The two of them leaned in, asking us question after question about the role I (Jamie) fill in our church, the dynamic between us, and how CoLeadership affects our church. During a pause, the other wife slowly shook her head, her eyes wide with either amazement or disbelief, and said, “I could never do that. It’s enough for me to just support the call of God in his life.”
Many women share her stance. They feel called to the home or to a career outside of the church or even to an area of community service that doesn’t always seem like it fits within church leadership. We’re not here to change your mind about what God has called you to. Just the opposite, actually.
CoLeadership only works with some specific elements in place. Otherwise, it feels a lot like the conversation I have with my lanky teenage son about why he shouldn’t go out for the football team. He’s built for basketball, not football. As parents, we’re trying to help him embrace who he is instead of trying to be something he’s not.
Often, in ministry, the guy has a leadership call on his life. And much of the time the girl is trying to figure out if she’s called to leadership and at what level. Because women have traditionally received fewer resources and opportunities in this area, she might not realize there are desires and capability for leadership in her until much later than he does.
The closer you work together, the more opportunity there is for disagreement. CoLeadership is dangerous for a marriage on the rocks. We’d suggest getting a good marriage counselor and investing in the foundation of your relationship before venturing into the waters of CoLeadership. Danny always says, “I can start over on ministry, but this is my only marriage. It takes priority.”
There are lots of resources these days for all of us to grow in our leadership. Conferences. Books. Support ministries like CoLead. It’s important for each of you individually and together as a couple to identify how you’re investing in your leadership and who will speak into the process. Rogue leaders are dangerous leaders.
The role that women can and should fill in the church is still highly debated across the Body of Christ. CoLeading will bring you into the middle of the crossfire. You will face criticism from other christian leaders and people who attend your church, but you shouldn’t be having those kinds of conversations with your overseers or team. We’d recommend doing the hard work of getting everyone on the same page as soon as possible.
Without clear roles, it's easy to step on each other’s toes or for one of you to end up catching all the dropped balls. We’ve found that our strengths become clearer over time.

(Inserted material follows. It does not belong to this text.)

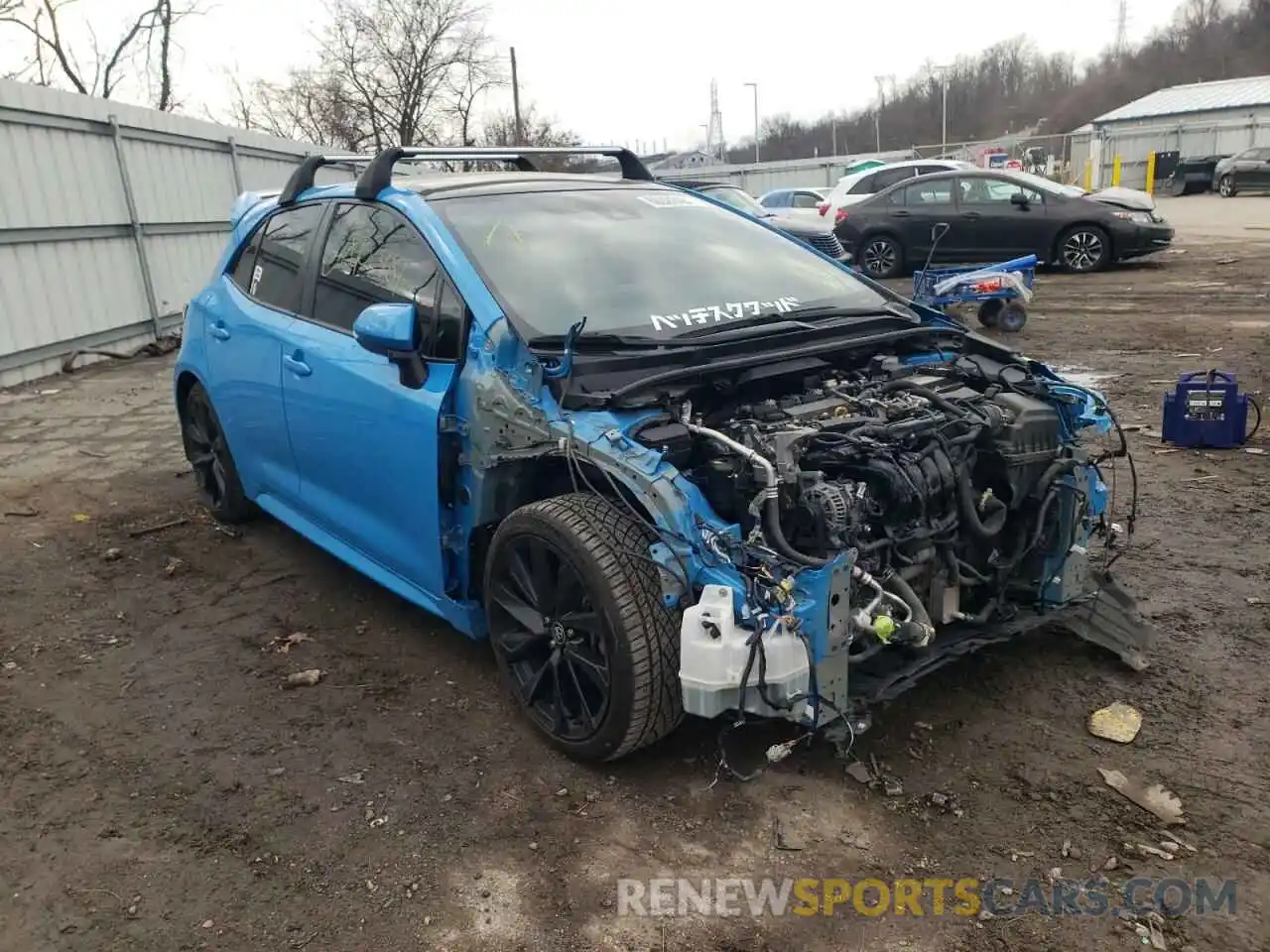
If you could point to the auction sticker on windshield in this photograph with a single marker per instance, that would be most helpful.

So this is an on-going conversation for us that continues to impact how we lead together.
If you don’t communicate a high level of honor for each other’s leadership, it creates competition and tension in your team. To lead together, each of you has to be willing to listen and follow the other one’s leadership.

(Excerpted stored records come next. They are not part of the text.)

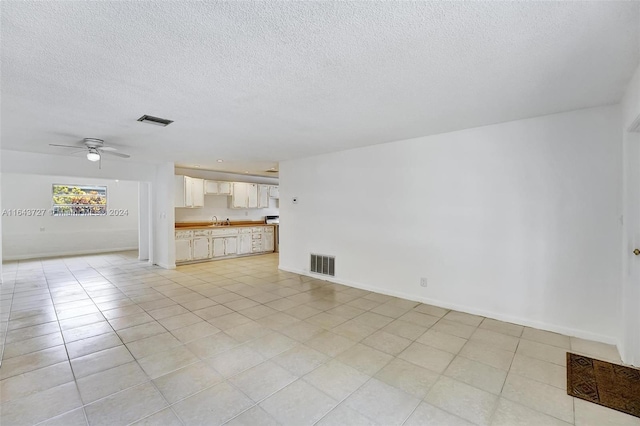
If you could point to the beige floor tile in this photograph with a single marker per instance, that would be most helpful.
(235, 360)
(26, 384)
(228, 321)
(209, 346)
(180, 321)
(465, 401)
(212, 406)
(376, 321)
(34, 344)
(501, 327)
(425, 356)
(446, 342)
(511, 414)
(164, 417)
(487, 354)
(253, 416)
(262, 380)
(364, 358)
(32, 361)
(595, 350)
(353, 330)
(498, 340)
(542, 371)
(405, 329)
(40, 406)
(454, 328)
(272, 344)
(477, 374)
(336, 379)
(396, 408)
(249, 331)
(387, 342)
(431, 310)
(326, 320)
(186, 381)
(128, 321)
(330, 344)
(87, 331)
(126, 407)
(71, 418)
(589, 414)
(298, 404)
(539, 396)
(138, 332)
(300, 359)
(110, 381)
(343, 415)
(546, 337)
(544, 352)
(162, 363)
(427, 414)
(408, 377)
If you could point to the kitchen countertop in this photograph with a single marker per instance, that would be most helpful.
(187, 226)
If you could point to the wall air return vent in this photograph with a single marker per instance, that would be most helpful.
(635, 126)
(155, 120)
(325, 265)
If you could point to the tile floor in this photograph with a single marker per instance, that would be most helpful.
(108, 340)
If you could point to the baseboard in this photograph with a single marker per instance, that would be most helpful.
(568, 331)
(66, 253)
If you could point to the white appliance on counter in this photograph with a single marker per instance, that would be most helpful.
(274, 220)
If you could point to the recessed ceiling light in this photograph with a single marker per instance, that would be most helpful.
(155, 120)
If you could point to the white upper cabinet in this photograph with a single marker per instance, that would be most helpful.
(224, 188)
(274, 191)
(252, 195)
(239, 199)
(197, 192)
(210, 187)
(189, 192)
(263, 196)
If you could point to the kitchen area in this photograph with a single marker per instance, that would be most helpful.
(219, 218)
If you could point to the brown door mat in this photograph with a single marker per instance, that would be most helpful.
(611, 385)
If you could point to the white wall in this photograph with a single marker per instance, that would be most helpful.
(28, 237)
(220, 205)
(518, 221)
(159, 176)
(630, 297)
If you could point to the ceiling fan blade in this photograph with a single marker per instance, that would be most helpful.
(117, 154)
(65, 146)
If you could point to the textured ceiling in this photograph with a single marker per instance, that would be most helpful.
(267, 81)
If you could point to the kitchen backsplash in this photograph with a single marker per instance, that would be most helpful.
(219, 205)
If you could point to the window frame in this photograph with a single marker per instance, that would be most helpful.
(83, 188)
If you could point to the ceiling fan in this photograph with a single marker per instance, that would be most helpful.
(94, 148)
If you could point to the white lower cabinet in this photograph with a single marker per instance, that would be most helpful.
(244, 243)
(218, 247)
(200, 248)
(206, 244)
(183, 250)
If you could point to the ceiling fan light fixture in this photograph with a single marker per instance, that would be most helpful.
(93, 155)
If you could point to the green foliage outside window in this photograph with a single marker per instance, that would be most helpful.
(79, 200)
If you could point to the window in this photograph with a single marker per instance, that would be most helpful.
(79, 200)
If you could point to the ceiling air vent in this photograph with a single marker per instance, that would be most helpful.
(325, 265)
(155, 120)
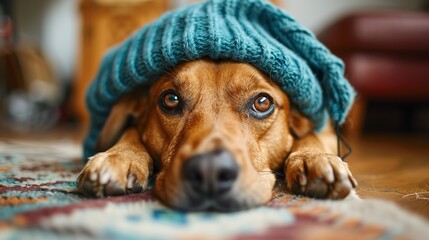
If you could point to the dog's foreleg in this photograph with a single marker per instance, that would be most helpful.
(312, 170)
(124, 168)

If we’re honest, leading in the traditional sense of Danny being the one to pastor the church and Jamie taking the bulk of responsibility in the home sounds appealing sometimes. It takes more work to figure out how to lead and manage our home in a way that provides Jamie the ability to also lead at the highest levels of the church. The reason we’re willing to make the necessary sacrifices is because we feel called to CoLead. We believe you should have that same conviction before starting on this journey.